Function to calculate the percentage of matching between two strings

Usage

percent_match(
  string1,
  string2,
  case_sensitive = FALSE,
  ignore_whitespace = TRUE,
  frag_size = 2
)

string1 %match% string2

sound_match(string1, string2)

Arguments

string1: first string
string2: second string
case_sensitive: if to check case sensitivity
ignore_whitespace: if to ignore whitespace
frag_size: fragment size of string

Value

numeric value of the match percent

match word sounds

Details

Case Sensitivity:

The function can optionally consider or ignore case sensitivity based on the case_sensitive argument.

Whitespace Handling:

With ignore_whitespace set to TRUE, the function removes all whitespaces before comparison. This can be useful for matching strings that may have inconsistent spacing.
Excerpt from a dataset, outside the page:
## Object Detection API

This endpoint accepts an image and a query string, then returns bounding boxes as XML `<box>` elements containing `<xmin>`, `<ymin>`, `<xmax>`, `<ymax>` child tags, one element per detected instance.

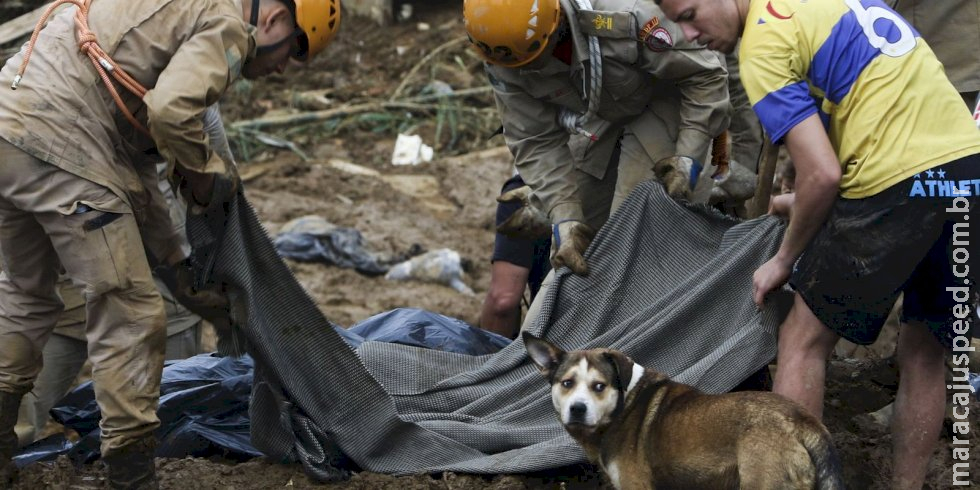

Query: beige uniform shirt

Exact Character-by-Character Matching:

The function computes the percentage of matching characters in the same positions.

Substring Matching:

The function checks if one string is a substring of the other, awarding a full match if true.

Levenshtein Distance:

The function uses Levenshtein distance to calculate the similarity and integrates this into the overall match percentage.

Fragment Matching:

- A frag_size argument is introduced that compares fragments (substrings) of a given size (default is 3) from both strings.
- The function creates unique fragments from each string and compares them to find common fragments.
- The percentage match is calculated based on the ratio of common fragments to the total number of unique fragments.

Combining Metrics:

The overall match percentage is computed as the average of exact match, substring match, Levenshtein match, and fragment match percentages.

Examples

# Example 1: simple match
string1 <- "Hello World"
string2 <- "helo world"

match_percent <- percent_match(string1, string2)
message("Percentage of matching: ", match_percent)
#> Percentage of matching: 009088.8944.72


# Example 2: which date is closest
string0 <- "october 12,1898"
string1 <- "2018-10-12"
string2 <- "1898-10-12"
percent_match(string0, string1)
#> $exact_match_percent
#> [1] 0
#> 
#> $substring_match_percent
#> [1] 0
#> 
#> $levenshtein_match_percent
#>       [,1]
#> [1,] 14.29
#> 
#> $f_m_p
#> [1] 10.53
#> 
#> $overall_match_percent
#>      [,1]
#> [1,]  6.2
#> 
percent_match(string0, string2)
#> $exact_match_percent
#> [1] 0
#> 
#> $substring_match_percent
#> [1] 0
#> 
#> $levenshtein_match_percent
#>       [,1]
#> [1,] 14.29
#> 
#> $f_m_p
#> [1] 23.53
#> 
#> $overall_match_percent
#>      [,1]
#> [1,] 9.45
#> 
percent_match(string0, string2, frag_size = 4)
#> $exact_match_percent
#> [1] 0
#> 
#> $substring_match_percent
#> [1] 0
#> 
#> $levenshtein_match_percent
#>       [,1]
#> [1,] 14.29
#> 
#> $f_m_p
#> [1] 5.88
#> 
#> $overall_match_percent
#>      [,1]
#> [1,] 5.04
#> 
percent_match(string1, string2)
#> $exact_match_percent
#> [1] 70
#> 
#> $substring_match_percent
#> [1] 0
#> 
#> $levenshtein_match_percent
#>      [,1]
#> [1,]   70
#> 
#> $f_m_p
#> [1] 60
#> 
#> $overall_match_percent
#>      [,1]
#> [1,]   50
#> 

sound_match("Robert","rupert")
#> [1] TRUE
sound_match("rupert","Rubin")
#> [1] FALSE
sound_match("book","oops")
#> [1] FALSE